このところの気候変動は世界中で大災害をもたらしているが、それはもとはといえば人間が原因をつくっているもの。今後はさらにエスカレートするのではないだろうか。夏は猛暑、冬は極寒が当たり前になり、自然のバランスが完全に壊れていることが理解できる。

私は少年の頃、世界地図を見て世界の四大文明の地域が殆ど砂漠なのに驚いた。そして調べてみるとその原因にエネルギー源があったことが解かった。つまり、木である。エジプトのピラミッドやスフィンクスが鎮座する今や大砂漠となった場所は、かつて緑に覆われた森だったはずだ。

文明が起こると人々は町へと集まってくる。そこには火が欠かせない。食事や暖をとる為にエネルギー源である木を切って燃やす。大きな木から時間の経過とともに潅木まで切っていく。すると植物を生み出す表土は雨風によって風化され流され、最後は粘土質だけになり砂漠化する。世界のあちこちで同じようなことが都市化が進むことによって起こっている。これが気候変動をも生み出しているのではないか。

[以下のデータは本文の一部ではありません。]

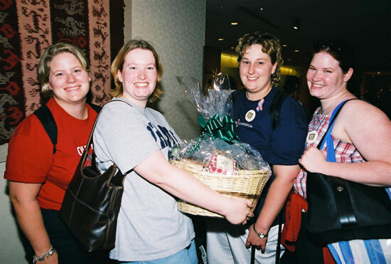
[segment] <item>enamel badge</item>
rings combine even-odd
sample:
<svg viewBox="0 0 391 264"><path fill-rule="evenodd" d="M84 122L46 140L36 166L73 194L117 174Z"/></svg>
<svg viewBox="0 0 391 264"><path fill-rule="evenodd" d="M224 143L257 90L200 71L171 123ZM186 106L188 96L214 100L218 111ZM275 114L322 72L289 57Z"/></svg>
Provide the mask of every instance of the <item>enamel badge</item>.
<svg viewBox="0 0 391 264"><path fill-rule="evenodd" d="M248 110L245 117L247 122L251 122L254 120L254 118L255 118L255 111L254 111L253 110Z"/></svg>

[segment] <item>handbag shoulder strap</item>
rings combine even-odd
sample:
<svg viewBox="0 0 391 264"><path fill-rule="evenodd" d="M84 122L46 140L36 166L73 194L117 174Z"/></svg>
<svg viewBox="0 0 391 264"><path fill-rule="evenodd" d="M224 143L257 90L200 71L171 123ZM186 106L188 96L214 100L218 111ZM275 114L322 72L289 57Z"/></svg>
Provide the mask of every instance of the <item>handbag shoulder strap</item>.
<svg viewBox="0 0 391 264"><path fill-rule="evenodd" d="M105 104L105 105L110 103L110 102L123 102L126 104L127 104L130 107L133 107L131 104L129 104L129 102L127 102L127 101L124 101L124 100L111 100L111 101L109 101L107 102L106 102ZM98 118L99 118L99 116L100 115L100 114L102 114L102 111L100 111L98 115L97 116L97 118L95 119L95 122L94 122L94 125L92 126L92 129L91 130L91 133L90 134L90 137L88 138L88 141L87 142L87 144L85 145L85 148L84 149L84 151L82 152L82 158L80 159L80 164L81 164L81 166L80 166L80 168L82 168L82 165L85 163L85 159L87 159L87 154L88 154L88 149L90 149L90 146L91 145L91 143L92 142L92 137L93 137L93 135L94 135L94 131L95 130L95 127L97 125L97 120L98 120Z"/></svg>
<svg viewBox="0 0 391 264"><path fill-rule="evenodd" d="M329 137L329 138L331 137L331 131L333 130L333 127L334 126L334 121L336 121L336 120L337 119L337 117L338 117L339 112L341 112L341 110L342 109L342 107L343 105L345 105L345 104L346 102L348 102L348 101L352 100L358 100L358 98L352 98L352 99L346 100L341 102L334 109L334 110L333 111L333 113L331 114L331 116L330 117L330 122L328 123L328 127L327 128L327 130L326 131L326 133L324 133L324 135L323 136L322 139L319 142L319 144L318 144L318 147L317 147L318 149L323 149L323 144L324 144L324 142L325 142L324 139L326 139L326 141L328 141L328 140L327 140L328 137ZM329 142L329 143L331 143L331 142ZM328 145L329 144L328 144ZM331 144L331 146L333 146L333 144ZM333 148L328 147L328 149L331 149L333 152L334 152L334 148L333 147Z"/></svg>

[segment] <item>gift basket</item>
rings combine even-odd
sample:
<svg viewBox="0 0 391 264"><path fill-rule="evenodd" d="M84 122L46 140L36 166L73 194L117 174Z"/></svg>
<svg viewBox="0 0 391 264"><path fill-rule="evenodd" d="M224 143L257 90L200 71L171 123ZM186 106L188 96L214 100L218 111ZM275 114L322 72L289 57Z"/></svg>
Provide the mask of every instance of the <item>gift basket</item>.
<svg viewBox="0 0 391 264"><path fill-rule="evenodd" d="M198 138L173 147L170 162L223 195L251 200L254 210L272 172L258 151L235 134L227 79L218 75L213 88L205 91L195 78L177 79L197 107L203 132ZM223 217L182 200L178 201L178 206L187 213Z"/></svg>

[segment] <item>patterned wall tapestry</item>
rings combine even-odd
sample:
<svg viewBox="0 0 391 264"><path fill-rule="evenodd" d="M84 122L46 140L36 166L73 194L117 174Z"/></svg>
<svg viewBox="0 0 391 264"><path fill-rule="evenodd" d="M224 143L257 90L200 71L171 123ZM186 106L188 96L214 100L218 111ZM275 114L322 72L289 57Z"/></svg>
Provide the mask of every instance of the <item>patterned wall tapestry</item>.
<svg viewBox="0 0 391 264"><path fill-rule="evenodd" d="M48 46L80 47L91 64L92 102L109 100L109 65L124 43L123 0L0 0L0 144L42 103L37 63Z"/></svg>

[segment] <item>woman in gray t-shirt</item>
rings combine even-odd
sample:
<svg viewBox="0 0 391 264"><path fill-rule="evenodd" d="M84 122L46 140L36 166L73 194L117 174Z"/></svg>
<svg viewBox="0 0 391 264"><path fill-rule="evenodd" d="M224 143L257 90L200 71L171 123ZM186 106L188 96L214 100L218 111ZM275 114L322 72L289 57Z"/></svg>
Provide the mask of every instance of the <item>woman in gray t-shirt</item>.
<svg viewBox="0 0 391 264"><path fill-rule="evenodd" d="M161 113L146 107L162 93L156 88L162 75L160 59L149 43L129 41L111 70L116 85L112 95L118 102L103 107L94 132L100 169L115 163L127 174L110 258L196 263L193 224L178 211L173 196L234 224L252 216L251 202L220 195L168 162L168 150L180 139Z"/></svg>

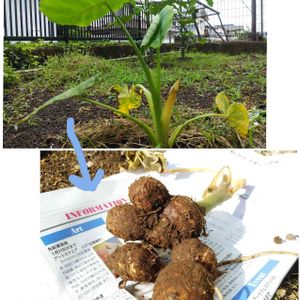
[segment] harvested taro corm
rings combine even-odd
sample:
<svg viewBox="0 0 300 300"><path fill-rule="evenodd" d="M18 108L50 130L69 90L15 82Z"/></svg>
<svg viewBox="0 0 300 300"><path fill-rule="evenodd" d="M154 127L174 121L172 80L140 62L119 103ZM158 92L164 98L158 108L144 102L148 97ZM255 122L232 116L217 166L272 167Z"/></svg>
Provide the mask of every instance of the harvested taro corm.
<svg viewBox="0 0 300 300"><path fill-rule="evenodd" d="M155 281L152 300L212 300L214 279L192 260L171 262Z"/></svg>
<svg viewBox="0 0 300 300"><path fill-rule="evenodd" d="M140 177L128 188L128 195L134 207L145 212L163 207L169 201L167 188L153 177Z"/></svg>
<svg viewBox="0 0 300 300"><path fill-rule="evenodd" d="M215 252L198 238L186 239L177 244L172 250L171 260L192 260L201 263L213 278L219 275Z"/></svg>
<svg viewBox="0 0 300 300"><path fill-rule="evenodd" d="M174 196L164 208L158 224L146 233L156 247L172 248L181 240L205 234L205 210L186 196Z"/></svg>
<svg viewBox="0 0 300 300"><path fill-rule="evenodd" d="M108 266L123 282L153 282L161 268L155 249L142 243L126 243L108 257Z"/></svg>

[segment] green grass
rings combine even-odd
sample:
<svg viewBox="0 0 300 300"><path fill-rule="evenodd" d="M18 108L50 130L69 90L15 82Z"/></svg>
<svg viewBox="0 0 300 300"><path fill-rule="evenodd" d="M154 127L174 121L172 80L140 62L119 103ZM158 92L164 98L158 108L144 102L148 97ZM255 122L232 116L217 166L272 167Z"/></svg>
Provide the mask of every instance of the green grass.
<svg viewBox="0 0 300 300"><path fill-rule="evenodd" d="M180 79L183 87L193 86L200 95L216 94L225 90L233 100L241 100L253 87L260 95L265 93L264 55L189 53L188 58L190 59L179 61L178 53L163 55L163 87L170 86ZM114 84L145 83L143 72L135 59L108 61L72 53L50 58L42 72L30 82L29 87L48 91L63 90L80 83L96 72L100 72L102 77L99 85L92 89L94 94L103 95Z"/></svg>
<svg viewBox="0 0 300 300"><path fill-rule="evenodd" d="M200 97L211 101L217 93L225 91L231 100L243 102L248 110L266 103L266 56L263 54L227 55L197 52L188 53L187 59L182 61L179 59L179 53L171 53L162 55L161 60L164 95L173 83L180 79L180 90L193 91L197 99ZM47 101L49 95L57 95L97 72L102 76L87 93L93 98L101 96L105 102L111 101L113 96L109 96L108 90L115 84L146 85L141 67L135 58L105 60L80 53L55 56L48 60L32 80L23 81L8 92L11 94L11 100L4 105L5 123L12 125L33 110L34 107L31 108L30 103L33 95L44 93L46 96L42 101ZM176 105L173 122L183 121L214 109L213 106L205 109L193 108L195 105L197 107L197 99L181 99ZM114 103L117 105L116 101ZM194 106L191 106L191 103ZM148 117L146 104L132 114ZM225 128L222 122L205 120L201 124L193 124L188 132L196 142L191 142L190 145L193 147L200 139L204 142L204 146L264 147L266 118L260 116L257 121L252 140L246 142L240 141L235 132ZM202 133L200 137L198 132ZM179 144L184 144L185 137L183 135Z"/></svg>

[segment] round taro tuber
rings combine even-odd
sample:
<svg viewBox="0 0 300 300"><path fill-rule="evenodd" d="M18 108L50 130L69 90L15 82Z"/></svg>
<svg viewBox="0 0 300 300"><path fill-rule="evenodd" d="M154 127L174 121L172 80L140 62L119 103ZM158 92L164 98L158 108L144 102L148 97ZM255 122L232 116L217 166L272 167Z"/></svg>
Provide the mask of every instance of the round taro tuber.
<svg viewBox="0 0 300 300"><path fill-rule="evenodd" d="M191 260L201 263L204 268L216 279L219 275L218 262L215 252L199 239L186 239L172 250L172 262Z"/></svg>
<svg viewBox="0 0 300 300"><path fill-rule="evenodd" d="M153 282L161 263L150 245L126 243L109 255L108 266L126 284L127 280Z"/></svg>
<svg viewBox="0 0 300 300"><path fill-rule="evenodd" d="M140 240L145 235L138 211L129 204L115 206L108 212L106 228L113 235L124 240Z"/></svg>
<svg viewBox="0 0 300 300"><path fill-rule="evenodd" d="M172 248L181 240L205 234L205 210L186 196L174 196L160 215L158 224L146 233L153 246Z"/></svg>
<svg viewBox="0 0 300 300"><path fill-rule="evenodd" d="M163 207L169 201L167 188L153 177L140 177L129 186L128 194L133 206L145 212Z"/></svg>
<svg viewBox="0 0 300 300"><path fill-rule="evenodd" d="M211 300L214 279L192 260L171 262L155 281L152 300Z"/></svg>

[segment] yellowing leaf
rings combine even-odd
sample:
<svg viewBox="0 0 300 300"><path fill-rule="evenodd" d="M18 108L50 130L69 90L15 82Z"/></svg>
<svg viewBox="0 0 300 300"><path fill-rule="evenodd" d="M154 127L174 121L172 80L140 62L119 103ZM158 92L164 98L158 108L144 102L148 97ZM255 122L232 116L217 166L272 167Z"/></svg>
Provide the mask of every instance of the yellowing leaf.
<svg viewBox="0 0 300 300"><path fill-rule="evenodd" d="M217 95L216 105L221 112L223 112L224 114L227 113L227 110L229 108L229 100L224 92L221 92Z"/></svg>
<svg viewBox="0 0 300 300"><path fill-rule="evenodd" d="M242 103L233 103L229 106L226 117L230 126L235 128L242 138L245 138L249 128L249 117L246 107Z"/></svg>
<svg viewBox="0 0 300 300"><path fill-rule="evenodd" d="M110 90L117 92L120 112L128 114L130 110L139 108L142 104L142 90L137 89L135 85L131 87L116 85Z"/></svg>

私は夏という季節が好きである。故郷には日本名水百選に川そのものが選ばれた白山川があって、遊泳や魚漁りをやって過ごした。私は魚をじっと待つ釣りよりも魚のところに出向く漁が性に合っていたので、水中のはるか向こうまで見渡せる綺麗な川の様子が今でも脳裏から離れない。そして息をする為に水面に顔を出した時の山々の緑、青く高い空と真っ白な夏雲の佇まいの美しさ、心が洗われるような河鹿の鳴き声…。私自身の脳に甦って終生離れようとしない。

そして私は雷の音、稲光、本物の夕立が好きだった。たばこ農家だったので乾燥小屋があって、一晩中火の番をやった。青々としたたばこの葉が見事に山吹色に変わっていき、それを選定と言って中葉、本葉、天葉、土葉と仕分けし梱包して出荷する訳である。

私にとって川と同様に忘れ得ないのが乾燥物の寝ずの番の夜半に見た、稲光と激しい雨である。激しい雨だから、やや高台にある乾燥物の小屋から物凄い勢いで下っていく鉄砲水が見える。それも一瞬の雷鳴と稲光に浮き上がって。私はその様を少年の目で凝視し、記憶に刻みつけていた。

夏の始め、田舎の田植えは6月だった。「今年は台風が来ないからまだ田植えができん」と父から葉書が東京に届いたことがある。早苗の高さが15p位あって、今の様に田植え機はないから部落総出で一列に並んで植えた。

変わり者の私は田植えが終わった夜半、田甫の畔に莚むしろを敷いて、早苗の植わった田甫に映るゆらめく月光や時折蛙が飛ぶ水紋を随分と長い時間楽しんだものである。空気はほどよくひんやりとして山々はまさに月照そのもの、天の川も天空に横たわっている。何とも贅沢な少年のひとときだった。

自然が自然らしくあった頃、すべては現在とは別の風であったし、人々もまた温かくやさしかった。気候変動ばかりでなく人々もまた変動してしまわないか、深く思ってしまうのである。